# CatBoostClassifier

Related notebooks:

https://www.kaggle.com/agorinenko/feb-2022-part1-eda

In [None]:
import numpy as np
import pandas as pd

from sklearn.preprocessing import LabelEncoder
from sklearn.model_selection import train_test_split, cross_validate

from catboost import CatBoostClassifier, Pool, metrics

# Load data from eda notebook

In [None]:
train_df = pd.read_csv('../input/feb-2022-eda/train.csv', index_col="row_id")
test_df = pd.read_csv('../input/feb-2022-eda/test.csv')

In [None]:
train_df.head()

Let's separate the target variable and the features.

In [None]:
features_columns = [e for e in train_df.columns if e != 'row_id' and e != 'target']

Encode the target variable.

In [None]:
target_col = 'target_num'

le = LabelEncoder()
train_df[target_col] = le.fit_transform(train_df.target)

train_df.head()

In [None]:
X_train = train_df[features_columns].astype(np.float64)
y_train = train_df[target_col].astype(np.float64)

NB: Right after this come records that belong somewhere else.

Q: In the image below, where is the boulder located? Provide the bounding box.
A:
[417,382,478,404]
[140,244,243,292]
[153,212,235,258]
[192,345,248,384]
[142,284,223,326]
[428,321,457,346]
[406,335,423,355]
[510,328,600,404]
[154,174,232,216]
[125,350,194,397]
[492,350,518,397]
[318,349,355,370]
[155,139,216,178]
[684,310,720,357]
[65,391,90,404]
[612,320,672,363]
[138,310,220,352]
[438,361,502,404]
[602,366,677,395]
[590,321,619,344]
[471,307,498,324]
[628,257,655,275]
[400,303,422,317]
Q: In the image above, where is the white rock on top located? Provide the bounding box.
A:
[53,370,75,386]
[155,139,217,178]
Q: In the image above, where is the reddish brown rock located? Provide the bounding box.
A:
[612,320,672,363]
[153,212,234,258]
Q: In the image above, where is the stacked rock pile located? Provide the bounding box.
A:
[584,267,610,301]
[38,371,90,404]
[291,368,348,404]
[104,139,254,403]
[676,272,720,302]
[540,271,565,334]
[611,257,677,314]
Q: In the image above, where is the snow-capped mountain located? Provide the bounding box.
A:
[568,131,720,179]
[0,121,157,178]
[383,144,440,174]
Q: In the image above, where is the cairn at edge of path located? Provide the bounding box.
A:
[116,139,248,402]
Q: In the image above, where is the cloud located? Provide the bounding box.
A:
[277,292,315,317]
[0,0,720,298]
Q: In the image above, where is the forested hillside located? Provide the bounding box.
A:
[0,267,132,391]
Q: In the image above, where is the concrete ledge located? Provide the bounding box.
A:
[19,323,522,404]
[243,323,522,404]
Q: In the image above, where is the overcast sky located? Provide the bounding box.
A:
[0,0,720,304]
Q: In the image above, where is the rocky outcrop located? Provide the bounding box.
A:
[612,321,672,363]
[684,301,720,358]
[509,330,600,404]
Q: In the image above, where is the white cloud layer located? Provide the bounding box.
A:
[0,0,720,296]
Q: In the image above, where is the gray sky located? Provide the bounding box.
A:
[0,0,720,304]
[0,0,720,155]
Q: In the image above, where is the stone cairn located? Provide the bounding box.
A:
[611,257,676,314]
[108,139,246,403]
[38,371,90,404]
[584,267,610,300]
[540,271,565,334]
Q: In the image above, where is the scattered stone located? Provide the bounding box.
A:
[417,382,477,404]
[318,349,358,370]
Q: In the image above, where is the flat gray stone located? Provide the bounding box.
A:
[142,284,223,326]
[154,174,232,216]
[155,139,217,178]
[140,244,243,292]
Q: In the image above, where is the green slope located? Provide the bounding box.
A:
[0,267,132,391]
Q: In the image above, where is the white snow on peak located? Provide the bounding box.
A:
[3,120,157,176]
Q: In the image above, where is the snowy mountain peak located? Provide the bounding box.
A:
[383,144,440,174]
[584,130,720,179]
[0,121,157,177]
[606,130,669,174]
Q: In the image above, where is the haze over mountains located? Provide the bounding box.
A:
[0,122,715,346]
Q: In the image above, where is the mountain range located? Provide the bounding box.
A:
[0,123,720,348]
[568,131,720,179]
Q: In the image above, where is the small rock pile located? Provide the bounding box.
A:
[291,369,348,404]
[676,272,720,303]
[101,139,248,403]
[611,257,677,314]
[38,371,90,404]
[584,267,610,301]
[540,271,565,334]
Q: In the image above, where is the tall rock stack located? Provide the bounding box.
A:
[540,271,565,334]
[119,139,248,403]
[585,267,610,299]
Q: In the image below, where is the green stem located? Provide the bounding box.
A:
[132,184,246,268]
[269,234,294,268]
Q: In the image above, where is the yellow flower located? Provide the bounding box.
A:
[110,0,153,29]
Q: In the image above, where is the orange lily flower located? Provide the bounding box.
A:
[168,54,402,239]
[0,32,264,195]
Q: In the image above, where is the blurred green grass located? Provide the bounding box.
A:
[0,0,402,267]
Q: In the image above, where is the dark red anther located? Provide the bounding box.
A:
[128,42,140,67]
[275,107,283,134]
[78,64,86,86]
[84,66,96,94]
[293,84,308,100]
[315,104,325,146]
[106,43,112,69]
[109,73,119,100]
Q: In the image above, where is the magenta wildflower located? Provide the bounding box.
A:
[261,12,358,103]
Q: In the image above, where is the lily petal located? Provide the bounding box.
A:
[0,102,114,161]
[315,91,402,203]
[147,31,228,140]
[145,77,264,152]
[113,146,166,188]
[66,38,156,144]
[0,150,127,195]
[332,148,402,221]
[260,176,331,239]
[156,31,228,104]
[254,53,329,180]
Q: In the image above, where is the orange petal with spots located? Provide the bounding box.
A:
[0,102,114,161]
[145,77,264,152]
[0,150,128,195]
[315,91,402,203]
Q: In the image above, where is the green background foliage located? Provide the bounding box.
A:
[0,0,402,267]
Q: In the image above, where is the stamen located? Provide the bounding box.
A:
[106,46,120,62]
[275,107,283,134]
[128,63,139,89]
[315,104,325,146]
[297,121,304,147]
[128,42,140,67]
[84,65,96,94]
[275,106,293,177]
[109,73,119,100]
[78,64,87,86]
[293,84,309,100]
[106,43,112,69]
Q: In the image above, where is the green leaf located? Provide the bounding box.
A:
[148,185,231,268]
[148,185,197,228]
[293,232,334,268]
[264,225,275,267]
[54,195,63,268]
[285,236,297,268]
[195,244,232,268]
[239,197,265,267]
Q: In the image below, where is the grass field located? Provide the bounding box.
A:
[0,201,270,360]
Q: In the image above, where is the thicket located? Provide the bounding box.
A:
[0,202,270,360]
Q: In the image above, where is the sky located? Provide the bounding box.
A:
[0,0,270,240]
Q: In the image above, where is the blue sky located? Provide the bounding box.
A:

X_test = test_df[features_columns].astype(np.float64)

# Tuning global parameters

In [None]:
!pip install optuna -q

In [None]:
import optuna
from sklearn.metrics import accuracy_score

In [None]:
def objective(trial):
    train_x, valid_x, train_y, valid_y = train_test_split(X_train, y_train, test_size=0.3)

    param = {
        "task_type": 'GPU',
        "loss_function": 'MultiClass',
        "random_seed": 42,
        "logging_level": 'Silent',
        "eval_metric": "Accuracy",
        'iterations': trial.suggest_int('iterations', 1000, 2000, step=100),
        'learning_rate': trial.suggest_float('learning_rate', 0.01, 0.36, step=0.05),
        'l2_leaf_reg': trial.suggest_float('l2_leaf_reg', 5, 20, step=0.5),
        'min_child_samples': trial.suggest_float('min_child_samples', 0.1, 1, step=0.1),
        "depth": trial.suggest_int("depth", 1, 12, step=1),
        "bootstrap_type": trial.suggest_categorical(
            "bootstrap_type", ["Bayesian", "Bernoulli"]
        )
    }

    if param["bootstrap_type"] == "Bayesian":
        param["bagging_temperature"] = trial.suggest_float("bagging_temperature", 0, 10)
    elif param["bootstrap_type"] == "Bernoulli":
        param["subsample"] = trial.suggest_float("subsample", 0.1, 1)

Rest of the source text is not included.